Hey, Let's Take The Electric Car!
Welcome to Zero Emission driving. My husband started the new year with a brand new electric car. Follow along as we try to survive “range anxiety.” Learn from our tips for finding charging stations, getting cash for going electric and plugging in at home. And, share your stories about going electric. Here’s the story of how it all began which I wrote about in the San Jose Mercury News.
My husband and I had an important appointment and dinner planned for last Monday evening. Then, why did he arrive so late? And, why afterwards, did we get stuck eating our dessert in a deserted parking garage at 10:30 that night?
Welcome to life with an electric car, week one. Already, it has the makings of a reality show.
I could tell that the idea to buy a battery-charged vehicle was ruminating in my husband’s head for months. Every now and then, he would mention it, and then, the topic arose more and more often, especially after we watched “Chasing Ice” a movie about the disappearing polar ice. I would listen, nod, and ask a question now and then.
How much would our electricity bill go up? How many miles can you get out of a charge? Where do we find charging stations?
Undeterred, he backed up his argument with research, including a slew of financial rebates and incentives offered by the state of California to pioneers – or Guinea pigs, depending on your perspective- willing to enter the yet unrefined realm of driving gasoline-free.
When we moved to California in 2006, we shed one of our cars before leaving the East Coast and proudly navigated life with a single automobile for four years. We took public transportation, and rode bicycles only to be defeated by the inconveniences and lack of independence. In 2010, we signed a three-year lease for a second car. My husband got stuck with the old car, a stubbornly efficient Toyota . With 253,000 miles, the car could likely run for a 100K more, but it needs oil at almost every gasoline stop, and feels a little less sturdy these days.

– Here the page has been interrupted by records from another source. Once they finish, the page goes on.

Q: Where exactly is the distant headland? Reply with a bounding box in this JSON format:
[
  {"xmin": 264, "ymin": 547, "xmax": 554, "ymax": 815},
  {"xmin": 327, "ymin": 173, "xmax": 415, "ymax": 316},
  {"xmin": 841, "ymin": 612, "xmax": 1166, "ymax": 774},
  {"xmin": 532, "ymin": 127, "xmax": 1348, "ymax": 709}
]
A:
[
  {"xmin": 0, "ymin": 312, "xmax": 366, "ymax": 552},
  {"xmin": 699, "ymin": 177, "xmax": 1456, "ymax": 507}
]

Perhaps a Zero Emission car could give us reliable transportation, and assuage our guilt of having a one car per person ratio in our family?
I was not convinced, but I was intrigued as my husband test drove the Nissan Leaf and the Chevy Volt.
The Volt receives excellent reviews, mostly because it solves the problem that is No. 1 on the minds of Leaf drivers: range anxiety.
I drive 80 miles round trip to and from work, and it would be an unusual day if the Leaf could take me both ways on a single charge. And, there is no charging station in my employer’s parking lot. As for the Volt? Once the battery charge lowers to a certain level, its internal combustion engine fuels an electric generator, extending its range. Nice!
Still, it is more expensive than the Leaf, and the incentives being offered by the state and the dealership are not as sweet for the Volt as with the Leaf.
So, there we were on New Year’s Eve at the Sunnyvale Nissan showroom signing the papers to commit to three years of battery-fueled driving. After the signing, the salesman shot a photograph of the happy couple posing in front of the car. He also told a funny story of a doctor who bought a Leaf, and in the first week had to cancel all his appointments unexpectedly because… well, you guessed it.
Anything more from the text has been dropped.